I know I am not alone in facing both the ineptness I feel in trying to be of some help to her and in the guilt that comes with the fact I do not - perhaps cannot - do more.  Many caretakers and loved ones have it far worse than I do, because I can still talk to her – though what transpires on those calls is more a monologue in which I listen to what concerns her on a given day and she ignores whatever I say in reply.

The number of older Americans with dementia will rise dramatically as the population ages.  This is my future as well, I know, should I be fortunate enough to live a long life.  At the same time, our ability to fight this disease and give those afflicted some additional years of mental capacity and personal dignity struggle to keep pace.  We are in a war with many battles but few victories. 

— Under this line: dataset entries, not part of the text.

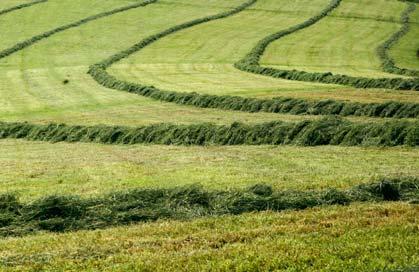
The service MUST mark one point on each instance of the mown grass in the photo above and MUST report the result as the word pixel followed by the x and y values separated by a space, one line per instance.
pixel 405 52
pixel 32 85
pixel 34 169
pixel 48 83
pixel 343 42
pixel 199 62
pixel 65 213
pixel 319 239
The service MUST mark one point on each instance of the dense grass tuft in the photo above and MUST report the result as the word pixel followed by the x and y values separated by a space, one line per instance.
pixel 277 105
pixel 68 213
pixel 326 131
pixel 35 39
pixel 251 62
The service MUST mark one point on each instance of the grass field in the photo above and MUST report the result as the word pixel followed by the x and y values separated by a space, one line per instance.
pixel 47 82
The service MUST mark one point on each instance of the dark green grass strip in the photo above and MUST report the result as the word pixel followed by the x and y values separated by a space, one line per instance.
pixel 388 63
pixel 251 63
pixel 70 213
pixel 276 105
pixel 22 45
pixel 21 6
pixel 326 131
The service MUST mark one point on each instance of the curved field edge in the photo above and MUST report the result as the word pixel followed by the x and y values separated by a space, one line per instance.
pixel 276 105
pixel 21 6
pixel 326 131
pixel 388 63
pixel 69 213
pixel 251 63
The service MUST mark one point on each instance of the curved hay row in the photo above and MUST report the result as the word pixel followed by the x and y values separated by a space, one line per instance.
pixel 388 63
pixel 251 62
pixel 326 131
pixel 22 45
pixel 276 105
pixel 21 6
pixel 323 132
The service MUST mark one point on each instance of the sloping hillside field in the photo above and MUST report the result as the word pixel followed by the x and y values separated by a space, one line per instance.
pixel 209 135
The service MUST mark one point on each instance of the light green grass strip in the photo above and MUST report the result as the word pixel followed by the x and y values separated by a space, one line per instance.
pixel 21 6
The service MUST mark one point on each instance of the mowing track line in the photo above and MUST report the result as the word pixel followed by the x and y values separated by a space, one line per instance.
pixel 276 105
pixel 251 63
pixel 21 6
pixel 387 62
pixel 22 45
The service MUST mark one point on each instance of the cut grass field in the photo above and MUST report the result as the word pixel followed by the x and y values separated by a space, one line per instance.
pixel 33 169
pixel 47 82
pixel 342 42
pixel 319 239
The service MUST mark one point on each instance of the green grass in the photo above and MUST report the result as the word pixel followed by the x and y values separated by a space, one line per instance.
pixel 319 239
pixel 190 61
pixel 405 51
pixel 344 42
pixel 359 237
pixel 32 86
pixel 6 4
pixel 33 169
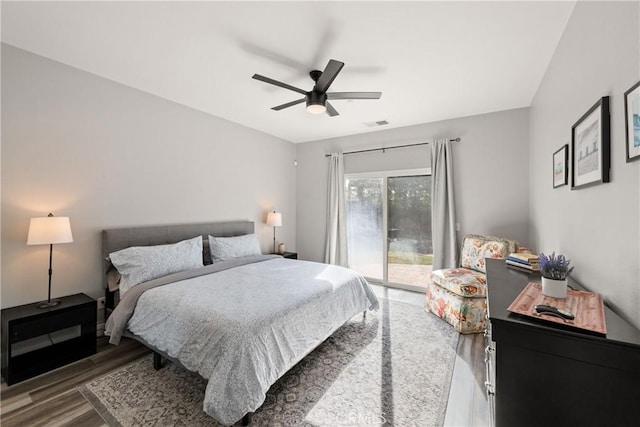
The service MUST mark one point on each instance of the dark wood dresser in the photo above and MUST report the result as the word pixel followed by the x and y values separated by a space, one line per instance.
pixel 540 374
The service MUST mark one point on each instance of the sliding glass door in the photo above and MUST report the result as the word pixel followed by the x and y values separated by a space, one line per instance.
pixel 389 226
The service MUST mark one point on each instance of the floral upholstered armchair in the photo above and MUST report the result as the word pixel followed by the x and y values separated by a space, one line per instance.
pixel 459 295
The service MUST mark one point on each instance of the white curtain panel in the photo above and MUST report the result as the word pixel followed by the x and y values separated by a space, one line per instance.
pixel 443 212
pixel 336 245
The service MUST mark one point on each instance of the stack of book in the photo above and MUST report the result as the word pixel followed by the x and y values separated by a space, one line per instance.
pixel 525 260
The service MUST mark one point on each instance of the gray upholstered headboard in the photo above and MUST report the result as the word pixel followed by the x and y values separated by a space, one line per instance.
pixel 121 238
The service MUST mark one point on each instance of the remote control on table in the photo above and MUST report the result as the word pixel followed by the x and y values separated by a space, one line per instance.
pixel 554 311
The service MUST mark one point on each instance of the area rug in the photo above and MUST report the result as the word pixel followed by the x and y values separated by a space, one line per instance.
pixel 392 367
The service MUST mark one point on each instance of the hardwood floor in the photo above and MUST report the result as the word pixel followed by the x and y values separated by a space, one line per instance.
pixel 52 399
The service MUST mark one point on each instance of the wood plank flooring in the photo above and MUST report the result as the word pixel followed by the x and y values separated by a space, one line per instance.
pixel 52 399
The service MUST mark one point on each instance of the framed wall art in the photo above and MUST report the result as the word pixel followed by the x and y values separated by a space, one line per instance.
pixel 632 121
pixel 591 146
pixel 560 170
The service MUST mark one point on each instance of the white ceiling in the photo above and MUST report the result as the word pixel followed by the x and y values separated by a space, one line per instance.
pixel 431 60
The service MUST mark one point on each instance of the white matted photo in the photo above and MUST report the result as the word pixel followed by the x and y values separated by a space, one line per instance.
pixel 560 170
pixel 632 121
pixel 590 146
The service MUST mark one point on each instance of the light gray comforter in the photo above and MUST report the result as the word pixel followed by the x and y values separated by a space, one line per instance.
pixel 243 327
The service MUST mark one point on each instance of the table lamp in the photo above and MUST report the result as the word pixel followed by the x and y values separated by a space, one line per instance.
pixel 47 231
pixel 274 219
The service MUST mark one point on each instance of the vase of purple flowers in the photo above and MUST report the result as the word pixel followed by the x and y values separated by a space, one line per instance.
pixel 554 269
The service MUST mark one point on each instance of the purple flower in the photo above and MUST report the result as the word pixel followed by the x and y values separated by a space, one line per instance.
pixel 554 267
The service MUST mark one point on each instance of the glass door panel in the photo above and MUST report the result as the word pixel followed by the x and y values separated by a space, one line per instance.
pixel 409 245
pixel 365 227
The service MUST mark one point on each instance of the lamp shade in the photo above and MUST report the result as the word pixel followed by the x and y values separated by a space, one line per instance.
pixel 49 230
pixel 274 219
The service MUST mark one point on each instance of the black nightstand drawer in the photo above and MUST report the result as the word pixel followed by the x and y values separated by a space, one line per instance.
pixel 36 340
pixel 31 327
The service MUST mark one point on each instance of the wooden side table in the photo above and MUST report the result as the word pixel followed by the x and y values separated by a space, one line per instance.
pixel 36 340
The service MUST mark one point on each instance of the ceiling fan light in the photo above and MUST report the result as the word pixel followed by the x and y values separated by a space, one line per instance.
pixel 316 108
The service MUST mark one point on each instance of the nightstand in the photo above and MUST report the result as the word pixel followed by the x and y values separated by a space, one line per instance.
pixel 36 340
pixel 290 255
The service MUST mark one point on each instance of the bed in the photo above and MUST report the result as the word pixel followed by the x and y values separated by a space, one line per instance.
pixel 241 322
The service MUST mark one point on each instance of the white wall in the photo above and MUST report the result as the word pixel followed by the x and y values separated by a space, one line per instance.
pixel 490 173
pixel 596 227
pixel 107 155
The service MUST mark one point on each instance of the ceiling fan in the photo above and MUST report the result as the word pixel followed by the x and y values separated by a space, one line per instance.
pixel 317 99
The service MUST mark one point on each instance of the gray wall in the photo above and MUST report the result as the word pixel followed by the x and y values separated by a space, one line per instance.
pixel 490 173
pixel 596 227
pixel 107 155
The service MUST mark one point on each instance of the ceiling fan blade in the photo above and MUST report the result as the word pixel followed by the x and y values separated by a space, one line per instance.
pixel 330 110
pixel 289 104
pixel 328 75
pixel 354 95
pixel 277 83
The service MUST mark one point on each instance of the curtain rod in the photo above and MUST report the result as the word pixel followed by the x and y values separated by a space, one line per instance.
pixel 383 149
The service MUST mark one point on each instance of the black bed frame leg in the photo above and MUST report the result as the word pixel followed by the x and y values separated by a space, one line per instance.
pixel 157 361
pixel 246 420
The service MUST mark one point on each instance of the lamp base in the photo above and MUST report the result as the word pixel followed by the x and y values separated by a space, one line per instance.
pixel 49 304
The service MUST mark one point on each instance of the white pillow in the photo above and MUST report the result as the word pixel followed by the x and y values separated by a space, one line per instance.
pixel 223 248
pixel 139 264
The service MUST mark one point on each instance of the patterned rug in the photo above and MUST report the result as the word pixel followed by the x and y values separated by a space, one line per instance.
pixel 393 367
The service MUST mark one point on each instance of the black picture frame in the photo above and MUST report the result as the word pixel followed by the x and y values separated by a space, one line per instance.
pixel 632 122
pixel 591 146
pixel 560 166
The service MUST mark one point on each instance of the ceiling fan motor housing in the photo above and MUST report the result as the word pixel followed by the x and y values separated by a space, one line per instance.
pixel 316 98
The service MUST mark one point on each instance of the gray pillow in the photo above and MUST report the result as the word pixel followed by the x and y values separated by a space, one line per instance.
pixel 139 264
pixel 223 248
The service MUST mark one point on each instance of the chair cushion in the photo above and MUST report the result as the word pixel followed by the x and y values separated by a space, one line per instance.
pixel 466 315
pixel 461 281
pixel 476 248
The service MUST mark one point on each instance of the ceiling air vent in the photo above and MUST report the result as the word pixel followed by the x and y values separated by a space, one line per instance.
pixel 376 123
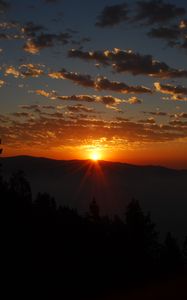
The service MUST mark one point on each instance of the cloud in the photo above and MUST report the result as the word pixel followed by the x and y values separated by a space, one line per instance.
pixel 176 92
pixel 134 100
pixel 30 29
pixel 25 70
pixel 100 83
pixel 166 33
pixel 84 80
pixel 45 40
pixel 51 130
pixel 157 12
pixel 2 82
pixel 4 6
pixel 156 113
pixel 150 120
pixel 103 83
pixel 112 15
pixel 80 108
pixel 127 61
pixel 106 100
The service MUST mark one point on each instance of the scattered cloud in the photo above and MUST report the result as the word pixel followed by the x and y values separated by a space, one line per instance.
pixel 157 12
pixel 100 83
pixel 127 61
pixel 112 15
pixel 25 70
pixel 4 6
pixel 45 40
pixel 177 92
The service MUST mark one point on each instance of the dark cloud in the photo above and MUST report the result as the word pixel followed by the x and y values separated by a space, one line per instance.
pixel 165 33
pixel 177 92
pixel 112 15
pixel 80 108
pixel 178 123
pixel 129 62
pixel 100 83
pixel 4 6
pixel 81 79
pixel 30 29
pixel 156 113
pixel 103 83
pixel 46 40
pixel 157 12
pixel 150 120
pixel 49 129
pixel 52 1
pixel 25 70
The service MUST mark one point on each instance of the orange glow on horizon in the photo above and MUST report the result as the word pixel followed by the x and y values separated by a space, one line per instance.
pixel 95 156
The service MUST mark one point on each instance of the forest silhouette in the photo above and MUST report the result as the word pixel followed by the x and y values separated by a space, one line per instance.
pixel 87 255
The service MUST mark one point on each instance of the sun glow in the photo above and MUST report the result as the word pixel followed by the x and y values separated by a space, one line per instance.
pixel 95 156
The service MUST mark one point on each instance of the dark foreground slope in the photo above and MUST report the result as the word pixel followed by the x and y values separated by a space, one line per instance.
pixel 161 191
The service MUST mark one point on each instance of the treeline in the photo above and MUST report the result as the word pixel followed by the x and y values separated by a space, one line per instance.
pixel 87 254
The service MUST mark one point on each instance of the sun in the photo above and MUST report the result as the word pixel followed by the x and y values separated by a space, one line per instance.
pixel 95 156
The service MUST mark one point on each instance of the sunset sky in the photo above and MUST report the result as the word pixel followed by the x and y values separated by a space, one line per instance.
pixel 80 78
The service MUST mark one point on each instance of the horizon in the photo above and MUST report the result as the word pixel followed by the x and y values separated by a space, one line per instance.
pixel 93 161
pixel 114 89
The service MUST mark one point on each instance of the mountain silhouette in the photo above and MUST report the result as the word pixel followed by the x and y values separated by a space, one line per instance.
pixel 161 191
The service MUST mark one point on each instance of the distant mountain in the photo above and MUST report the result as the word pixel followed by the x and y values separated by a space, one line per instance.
pixel 160 190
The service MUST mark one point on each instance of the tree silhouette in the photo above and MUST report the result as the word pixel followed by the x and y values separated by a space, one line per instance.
pixel 185 250
pixel 171 254
pixel 142 238
pixel 94 210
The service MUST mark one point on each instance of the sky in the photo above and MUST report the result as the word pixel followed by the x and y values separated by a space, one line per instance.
pixel 102 78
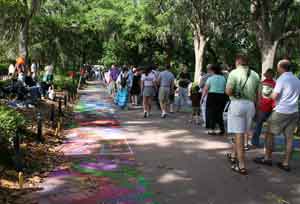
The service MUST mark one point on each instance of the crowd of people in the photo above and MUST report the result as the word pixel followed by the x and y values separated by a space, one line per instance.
pixel 26 84
pixel 240 93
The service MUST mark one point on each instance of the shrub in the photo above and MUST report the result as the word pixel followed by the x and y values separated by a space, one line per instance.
pixel 10 121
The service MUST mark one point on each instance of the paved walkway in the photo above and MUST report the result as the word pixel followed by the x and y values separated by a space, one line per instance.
pixel 102 167
pixel 186 166
pixel 110 150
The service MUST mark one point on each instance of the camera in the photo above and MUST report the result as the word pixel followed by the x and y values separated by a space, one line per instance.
pixel 238 95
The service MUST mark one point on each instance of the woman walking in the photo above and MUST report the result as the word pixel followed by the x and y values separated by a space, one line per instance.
pixel 136 88
pixel 148 87
pixel 216 100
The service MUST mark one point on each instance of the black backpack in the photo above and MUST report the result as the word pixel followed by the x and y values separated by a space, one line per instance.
pixel 124 81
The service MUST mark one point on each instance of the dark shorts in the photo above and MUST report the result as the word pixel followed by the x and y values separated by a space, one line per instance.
pixel 283 123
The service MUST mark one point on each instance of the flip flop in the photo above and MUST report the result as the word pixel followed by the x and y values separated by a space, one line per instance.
pixel 283 167
pixel 236 168
pixel 230 158
pixel 263 161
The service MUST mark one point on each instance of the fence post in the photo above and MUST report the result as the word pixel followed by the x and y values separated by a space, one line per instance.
pixel 65 100
pixel 17 141
pixel 39 128
pixel 59 107
pixel 52 115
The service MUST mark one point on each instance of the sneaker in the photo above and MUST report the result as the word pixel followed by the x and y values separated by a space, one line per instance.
pixel 163 115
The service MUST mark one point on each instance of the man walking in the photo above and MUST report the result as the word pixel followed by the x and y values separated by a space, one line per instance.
pixel 166 83
pixel 113 76
pixel 184 80
pixel 242 87
pixel 285 117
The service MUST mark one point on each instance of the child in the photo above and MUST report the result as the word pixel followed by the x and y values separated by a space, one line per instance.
pixel 265 106
pixel 195 96
pixel 51 93
pixel 121 98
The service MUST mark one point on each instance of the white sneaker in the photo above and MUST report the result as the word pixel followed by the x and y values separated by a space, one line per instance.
pixel 163 115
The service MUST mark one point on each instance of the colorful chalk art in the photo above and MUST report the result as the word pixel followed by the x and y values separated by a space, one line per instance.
pixel 102 169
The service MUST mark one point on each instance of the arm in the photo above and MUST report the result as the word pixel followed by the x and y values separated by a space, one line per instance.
pixel 230 85
pixel 275 96
pixel 277 91
pixel 204 92
pixel 142 85
pixel 172 86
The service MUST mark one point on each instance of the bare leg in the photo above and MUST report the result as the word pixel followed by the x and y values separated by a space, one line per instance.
pixel 239 142
pixel 289 150
pixel 246 139
pixel 234 153
pixel 145 103
pixel 269 146
pixel 163 107
pixel 135 100
pixel 171 107
pixel 149 104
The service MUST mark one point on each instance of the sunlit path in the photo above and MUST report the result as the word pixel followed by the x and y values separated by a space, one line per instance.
pixel 102 167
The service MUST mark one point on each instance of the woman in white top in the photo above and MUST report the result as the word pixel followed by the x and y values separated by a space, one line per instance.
pixel 148 87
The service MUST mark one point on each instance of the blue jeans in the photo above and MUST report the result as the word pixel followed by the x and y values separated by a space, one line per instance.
pixel 260 119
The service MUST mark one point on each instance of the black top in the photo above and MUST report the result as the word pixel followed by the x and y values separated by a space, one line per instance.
pixel 184 79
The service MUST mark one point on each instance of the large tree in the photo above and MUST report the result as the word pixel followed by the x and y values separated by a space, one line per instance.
pixel 273 21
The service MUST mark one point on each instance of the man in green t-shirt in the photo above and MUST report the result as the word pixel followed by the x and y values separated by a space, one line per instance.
pixel 242 87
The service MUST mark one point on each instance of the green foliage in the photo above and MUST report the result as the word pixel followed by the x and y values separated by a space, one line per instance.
pixel 10 121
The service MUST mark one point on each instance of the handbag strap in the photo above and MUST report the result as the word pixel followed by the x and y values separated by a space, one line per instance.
pixel 248 75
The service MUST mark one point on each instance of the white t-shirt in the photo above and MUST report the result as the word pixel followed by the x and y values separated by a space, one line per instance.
pixel 149 80
pixel 166 78
pixel 288 88
pixel 33 68
pixel 49 69
pixel 11 69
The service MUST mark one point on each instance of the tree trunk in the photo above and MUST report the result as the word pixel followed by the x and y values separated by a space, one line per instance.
pixel 23 38
pixel 268 53
pixel 199 45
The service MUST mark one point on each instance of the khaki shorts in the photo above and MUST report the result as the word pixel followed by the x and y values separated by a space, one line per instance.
pixel 240 116
pixel 283 123
pixel 164 95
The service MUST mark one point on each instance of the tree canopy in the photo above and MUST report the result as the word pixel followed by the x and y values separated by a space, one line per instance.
pixel 70 33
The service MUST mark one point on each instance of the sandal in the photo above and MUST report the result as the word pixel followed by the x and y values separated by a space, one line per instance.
pixel 230 158
pixel 284 167
pixel 236 168
pixel 263 161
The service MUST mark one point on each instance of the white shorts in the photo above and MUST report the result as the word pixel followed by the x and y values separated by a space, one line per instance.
pixel 240 116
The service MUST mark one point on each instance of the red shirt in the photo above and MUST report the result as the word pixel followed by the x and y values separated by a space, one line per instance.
pixel 266 103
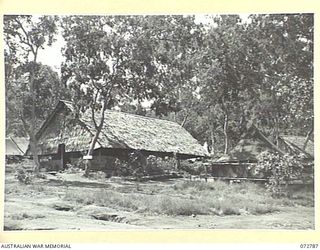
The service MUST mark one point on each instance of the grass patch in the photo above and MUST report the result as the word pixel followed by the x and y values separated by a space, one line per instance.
pixel 184 198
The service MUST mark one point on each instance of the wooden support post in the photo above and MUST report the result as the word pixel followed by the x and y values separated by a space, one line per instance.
pixel 177 160
pixel 61 150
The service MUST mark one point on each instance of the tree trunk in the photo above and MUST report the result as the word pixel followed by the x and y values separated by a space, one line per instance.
pixel 184 120
pixel 276 130
pixel 307 138
pixel 88 161
pixel 225 132
pixel 32 132
pixel 212 139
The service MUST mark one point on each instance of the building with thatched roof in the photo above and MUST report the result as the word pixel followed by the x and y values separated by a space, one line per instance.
pixel 65 134
pixel 240 161
pixel 16 146
pixel 296 145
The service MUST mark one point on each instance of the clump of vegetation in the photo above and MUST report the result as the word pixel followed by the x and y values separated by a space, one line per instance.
pixel 279 170
pixel 138 165
pixel 23 176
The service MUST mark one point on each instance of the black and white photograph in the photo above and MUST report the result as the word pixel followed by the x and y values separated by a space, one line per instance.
pixel 159 122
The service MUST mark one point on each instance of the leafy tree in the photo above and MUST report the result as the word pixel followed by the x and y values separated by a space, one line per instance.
pixel 107 61
pixel 48 90
pixel 279 170
pixel 25 35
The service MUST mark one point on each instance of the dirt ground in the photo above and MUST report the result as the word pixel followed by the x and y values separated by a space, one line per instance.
pixel 43 207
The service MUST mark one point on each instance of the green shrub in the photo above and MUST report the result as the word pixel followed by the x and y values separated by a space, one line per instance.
pixel 23 176
pixel 279 170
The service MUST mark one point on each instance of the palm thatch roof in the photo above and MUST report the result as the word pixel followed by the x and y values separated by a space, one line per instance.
pixel 121 131
pixel 249 147
pixel 296 144
pixel 16 146
pixel 255 142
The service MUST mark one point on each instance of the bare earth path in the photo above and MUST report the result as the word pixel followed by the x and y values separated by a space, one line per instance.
pixel 45 209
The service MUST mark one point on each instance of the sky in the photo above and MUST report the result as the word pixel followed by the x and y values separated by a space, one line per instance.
pixel 52 55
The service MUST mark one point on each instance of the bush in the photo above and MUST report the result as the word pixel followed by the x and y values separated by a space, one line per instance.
pixel 23 176
pixel 279 170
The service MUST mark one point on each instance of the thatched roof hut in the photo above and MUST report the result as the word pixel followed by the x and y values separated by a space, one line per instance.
pixel 295 144
pixel 249 147
pixel 120 131
pixel 16 146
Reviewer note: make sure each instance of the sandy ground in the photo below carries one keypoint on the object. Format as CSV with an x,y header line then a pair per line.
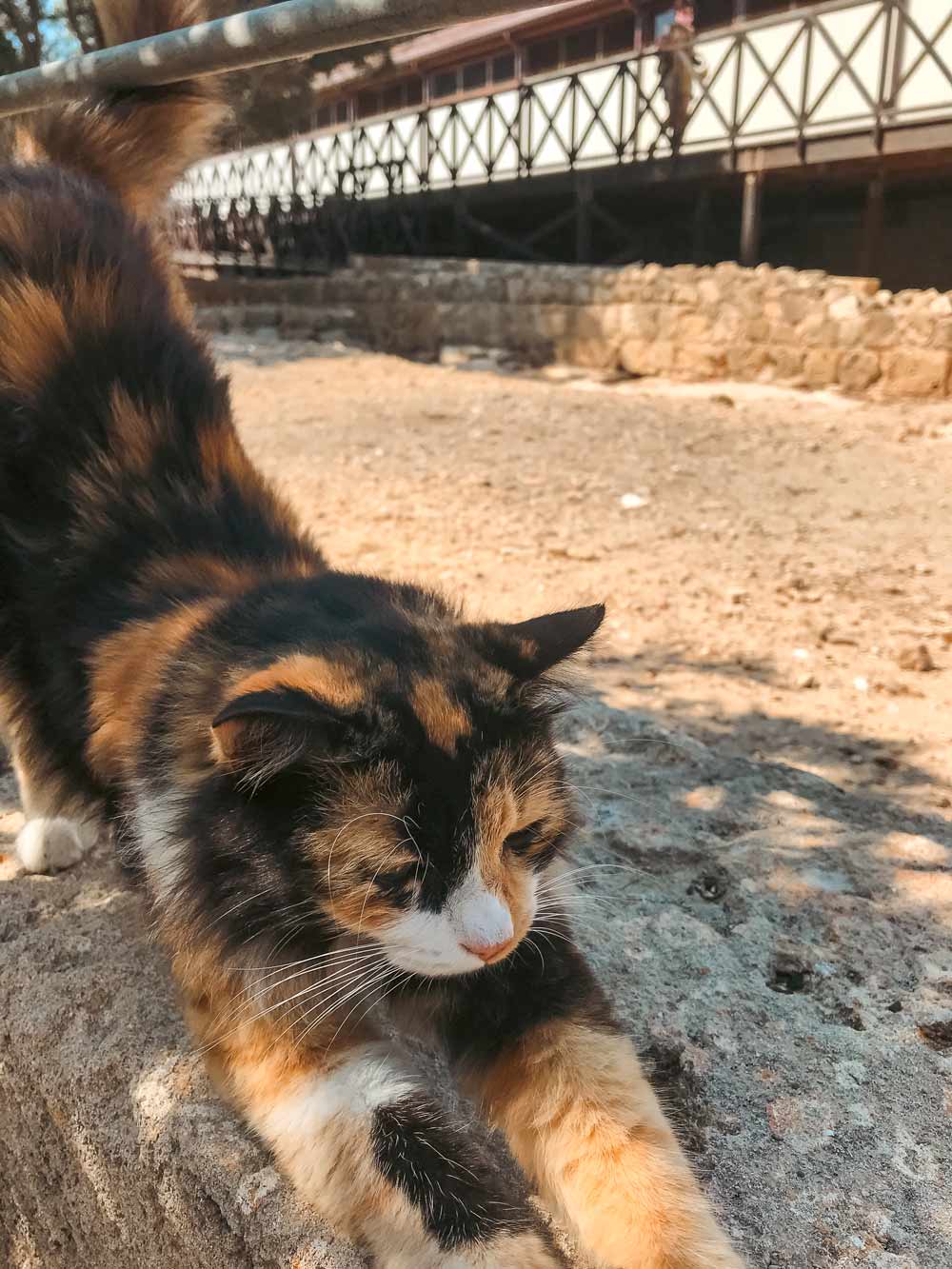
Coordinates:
x,y
779,587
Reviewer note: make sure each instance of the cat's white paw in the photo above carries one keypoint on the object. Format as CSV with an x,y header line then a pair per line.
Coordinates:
x,y
52,844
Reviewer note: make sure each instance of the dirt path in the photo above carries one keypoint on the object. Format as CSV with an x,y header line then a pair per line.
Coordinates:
x,y
777,593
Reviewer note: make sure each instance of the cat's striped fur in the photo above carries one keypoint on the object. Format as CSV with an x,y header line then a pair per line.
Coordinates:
x,y
331,787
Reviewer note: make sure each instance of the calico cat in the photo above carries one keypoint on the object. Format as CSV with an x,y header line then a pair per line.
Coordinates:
x,y
333,788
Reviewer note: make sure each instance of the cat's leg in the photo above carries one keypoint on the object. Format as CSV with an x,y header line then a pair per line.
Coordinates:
x,y
376,1155
537,1046
61,825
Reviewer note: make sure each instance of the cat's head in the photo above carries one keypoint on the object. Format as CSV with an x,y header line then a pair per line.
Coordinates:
x,y
407,782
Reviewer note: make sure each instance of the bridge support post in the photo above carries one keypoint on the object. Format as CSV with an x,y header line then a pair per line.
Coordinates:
x,y
750,218
583,218
871,240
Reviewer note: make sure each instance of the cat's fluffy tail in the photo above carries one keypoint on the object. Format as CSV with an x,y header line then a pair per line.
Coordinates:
x,y
135,141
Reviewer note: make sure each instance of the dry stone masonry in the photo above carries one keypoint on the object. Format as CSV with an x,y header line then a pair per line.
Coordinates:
x,y
800,327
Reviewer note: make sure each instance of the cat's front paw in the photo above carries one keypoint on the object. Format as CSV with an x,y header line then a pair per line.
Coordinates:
x,y
53,843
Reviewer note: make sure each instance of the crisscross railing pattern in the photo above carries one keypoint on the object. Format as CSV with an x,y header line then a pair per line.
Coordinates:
x,y
840,68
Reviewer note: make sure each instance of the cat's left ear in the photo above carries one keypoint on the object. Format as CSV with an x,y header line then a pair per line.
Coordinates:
x,y
529,648
261,734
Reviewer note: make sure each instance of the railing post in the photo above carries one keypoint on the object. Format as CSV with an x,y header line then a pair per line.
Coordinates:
x,y
750,218
701,228
583,218
871,240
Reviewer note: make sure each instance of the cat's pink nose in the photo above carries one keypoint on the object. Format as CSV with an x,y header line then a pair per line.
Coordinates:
x,y
486,951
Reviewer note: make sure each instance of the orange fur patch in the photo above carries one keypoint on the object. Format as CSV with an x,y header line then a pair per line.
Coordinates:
x,y
442,719
330,682
126,671
34,335
586,1126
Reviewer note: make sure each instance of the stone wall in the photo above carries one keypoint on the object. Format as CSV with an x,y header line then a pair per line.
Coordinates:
x,y
806,328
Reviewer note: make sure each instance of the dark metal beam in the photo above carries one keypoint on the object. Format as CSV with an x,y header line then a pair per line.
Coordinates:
x,y
750,220
295,28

I know, most likely in the not too distant future, my mother will be gone in body as she now is in mind.  Dementia will not only continue to overtake her but will, the nurses tell me, diminish both her will and capacity to survive.  It is a handmaiden to her final days.  I know this is in some way the natural course of things just as I realize that she has lived a long and full life.  In that sense losing her carries nothing of the tragedy of children killed in their elementary school classroom or so many other forms of premature death.  But that does not mean that losing her comes without pain. 

Amidst that pain, we are finding ways to greet each day and to say goodbye.  Sometimes when I call her, she hangs up on me, upset at a perceived slight from someone else or me, though it is not always clear she knows who she is hanging up on.  But on some calls, she ends by saying “I love you.”  I say it as well.  That, if nothing else, cuts through her dementia in a way that brings us both to the reality that matters most and, thankfully, cannot be shaded by her darkening mind.